O crescente medo pela sinceridade
em nosso relacionamento social








            O que será que está mudando nesta nossa moderna sociedade de consumo? O brasileiro, de uns tempos para cá, vem deixando de cantar no chuveiro? Durante milênios o homem acostumou-se a unir o seu idioma com o ritmo da música. Foi a cultura do consumo e do vencer na vida que determinou que o hábito de cantar não servia. A maioria das pessoas – por medo de ser chamadas de “sonhadoras ou bobas” – perderam sua consciência intuitiva. Distanciaram cada vez mais de nossa origem”. Por outro lado, minha gente, cantar exige profundas técnicas. Poucos têm o dom. Poucos percebem o tom certo. Como interpretar dentro do ritmo da canção?
            O mundo hoje está mais complexo e as gerações atuais sem tantas esperanças. O clima é completamente diferente: as pessoas estão muito interessadas em se estruturar do que em se expressar. Uma das principais modificações foi o crescente medo pela sinceridade em nosso relacionamento social e, consequentemente, a aceitação da mentira, da representação hipócrita, como norma natural de conduta na sociedade. Parecem códigos quase indecifráveis. Ficamos coniventes e egoístas, usando uma linguagem concisa e cheia de onomatopeias, como das histórias em quadrinhos.
            Talvez seja apenas medo, mas, simplesmente, que parte dos brasileiros ouve a música “dor-de-corno” ingerindo bebidas e drogas químicas como escapismo de uma existência vazia, para suprir suas frustrações, ou cheios de si? Como reflexo, o crescente aumento de pacientes com distúrbios emocionais nos hospitais psiquiátricos, uma das causas da baixa autoestima se refere à queda do padrão social aliada à depressão aguda. É em nível do sertanejo universitário que artistas fazem da “dor-de-cotovelo” não apenas o tema de sua decepção, mas, também, a essência da criação. Não se deixam aprisionar na teia de seus sentimentos: antes fazem de seu canto o universo onde pulsam de forma a poderem ser reconhecidos pelos que os ouvem. A observação do cotidiano permite constatar esses opostos, sobretudo nas manifestações artísticas (como o samba-canção, o bolero, o tango e o sertanejo universitário atual).

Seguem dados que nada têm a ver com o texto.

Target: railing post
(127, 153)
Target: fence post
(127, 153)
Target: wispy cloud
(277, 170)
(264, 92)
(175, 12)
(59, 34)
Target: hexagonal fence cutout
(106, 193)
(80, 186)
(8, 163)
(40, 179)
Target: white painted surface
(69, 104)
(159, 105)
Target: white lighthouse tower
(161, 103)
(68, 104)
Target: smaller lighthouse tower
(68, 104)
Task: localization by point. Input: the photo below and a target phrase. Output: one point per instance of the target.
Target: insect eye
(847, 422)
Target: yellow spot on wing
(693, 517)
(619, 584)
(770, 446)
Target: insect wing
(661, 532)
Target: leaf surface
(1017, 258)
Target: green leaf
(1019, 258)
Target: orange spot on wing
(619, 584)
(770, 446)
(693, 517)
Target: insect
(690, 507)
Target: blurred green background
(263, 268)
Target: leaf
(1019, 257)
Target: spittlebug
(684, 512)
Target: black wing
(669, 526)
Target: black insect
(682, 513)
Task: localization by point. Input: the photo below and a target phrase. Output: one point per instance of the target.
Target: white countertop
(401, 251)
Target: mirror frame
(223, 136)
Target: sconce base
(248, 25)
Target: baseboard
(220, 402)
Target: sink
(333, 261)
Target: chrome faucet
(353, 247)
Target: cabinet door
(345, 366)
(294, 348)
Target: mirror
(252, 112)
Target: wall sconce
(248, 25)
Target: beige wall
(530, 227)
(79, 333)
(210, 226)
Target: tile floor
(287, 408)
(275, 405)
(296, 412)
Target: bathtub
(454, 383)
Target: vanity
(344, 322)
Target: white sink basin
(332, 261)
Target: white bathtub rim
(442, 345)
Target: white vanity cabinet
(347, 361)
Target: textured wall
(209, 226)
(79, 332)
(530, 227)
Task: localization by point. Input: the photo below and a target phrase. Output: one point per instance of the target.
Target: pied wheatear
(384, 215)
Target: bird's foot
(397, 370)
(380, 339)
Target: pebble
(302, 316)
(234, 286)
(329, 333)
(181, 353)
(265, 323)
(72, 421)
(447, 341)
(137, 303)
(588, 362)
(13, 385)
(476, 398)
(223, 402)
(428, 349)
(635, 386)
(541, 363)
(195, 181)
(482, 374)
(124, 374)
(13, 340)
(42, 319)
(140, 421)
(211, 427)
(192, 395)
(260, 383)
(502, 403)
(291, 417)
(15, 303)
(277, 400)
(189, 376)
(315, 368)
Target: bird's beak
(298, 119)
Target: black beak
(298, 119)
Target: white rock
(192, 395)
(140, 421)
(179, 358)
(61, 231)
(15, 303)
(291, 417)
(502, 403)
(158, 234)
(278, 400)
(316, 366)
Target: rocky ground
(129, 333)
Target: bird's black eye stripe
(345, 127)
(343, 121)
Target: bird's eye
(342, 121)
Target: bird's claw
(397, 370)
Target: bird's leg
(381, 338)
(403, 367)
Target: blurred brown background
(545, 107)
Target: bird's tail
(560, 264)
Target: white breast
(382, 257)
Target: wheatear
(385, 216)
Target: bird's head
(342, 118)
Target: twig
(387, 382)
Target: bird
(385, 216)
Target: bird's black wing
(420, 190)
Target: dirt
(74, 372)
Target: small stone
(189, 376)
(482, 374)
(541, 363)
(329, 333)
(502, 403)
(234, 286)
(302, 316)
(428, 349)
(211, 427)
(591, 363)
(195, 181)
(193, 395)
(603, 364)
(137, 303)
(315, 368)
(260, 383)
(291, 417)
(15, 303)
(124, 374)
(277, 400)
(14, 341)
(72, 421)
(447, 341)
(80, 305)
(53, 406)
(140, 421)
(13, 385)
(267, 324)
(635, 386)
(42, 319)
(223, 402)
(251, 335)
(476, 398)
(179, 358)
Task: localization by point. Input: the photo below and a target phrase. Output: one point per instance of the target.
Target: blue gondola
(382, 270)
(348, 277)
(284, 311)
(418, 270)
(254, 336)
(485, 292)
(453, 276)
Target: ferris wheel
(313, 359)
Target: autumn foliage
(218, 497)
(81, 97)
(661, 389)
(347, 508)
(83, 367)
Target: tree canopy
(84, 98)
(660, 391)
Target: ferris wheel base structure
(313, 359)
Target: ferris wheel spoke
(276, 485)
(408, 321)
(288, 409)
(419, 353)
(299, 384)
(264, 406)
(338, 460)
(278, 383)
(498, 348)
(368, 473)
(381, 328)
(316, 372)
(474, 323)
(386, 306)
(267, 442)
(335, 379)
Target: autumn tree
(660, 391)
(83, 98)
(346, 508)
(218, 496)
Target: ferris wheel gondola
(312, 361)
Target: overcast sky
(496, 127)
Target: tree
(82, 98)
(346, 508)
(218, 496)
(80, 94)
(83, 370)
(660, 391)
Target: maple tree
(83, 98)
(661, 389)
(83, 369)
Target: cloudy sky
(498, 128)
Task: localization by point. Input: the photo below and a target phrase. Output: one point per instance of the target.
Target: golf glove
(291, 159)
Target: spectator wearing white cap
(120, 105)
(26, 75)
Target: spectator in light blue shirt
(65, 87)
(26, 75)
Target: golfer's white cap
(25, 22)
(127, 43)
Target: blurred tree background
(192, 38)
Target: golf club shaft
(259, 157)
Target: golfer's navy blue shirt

É comum dizer-se do indivíduo que ama e se vê correspondido como ele se torna mais pleno de possibilidades, como se sente estimulado em sua capacidade criadora; e, por outro lado, como se sente empobrecido, carente, quando se vê frustrado em sua ambição amorosa.
            Assim influenciados, os fruidores do gênero “fossa” são bloqueados, em sua própria capacidade interpretativa, a evocarem suas experiências e advogarem a causa do amor plural. A música dor-de-cotovelo mergulha os homens nos tormentos do inferno, na derrota ou morte. Sempre que pensamos numa canção de amor frustrado, supomos alguém enamorado e que um agente se interpôs entre ele e o objeto de seu amor. Colocamo-nos, habitualmente, no lugar do amante para quem, mesmo que seja a pessoa amada que promoveu a decepção, essa atitude é totalmente alheia (e adversa) a seu sentimento. Tem como único efeito deixá-lo em estado de carência afetiva.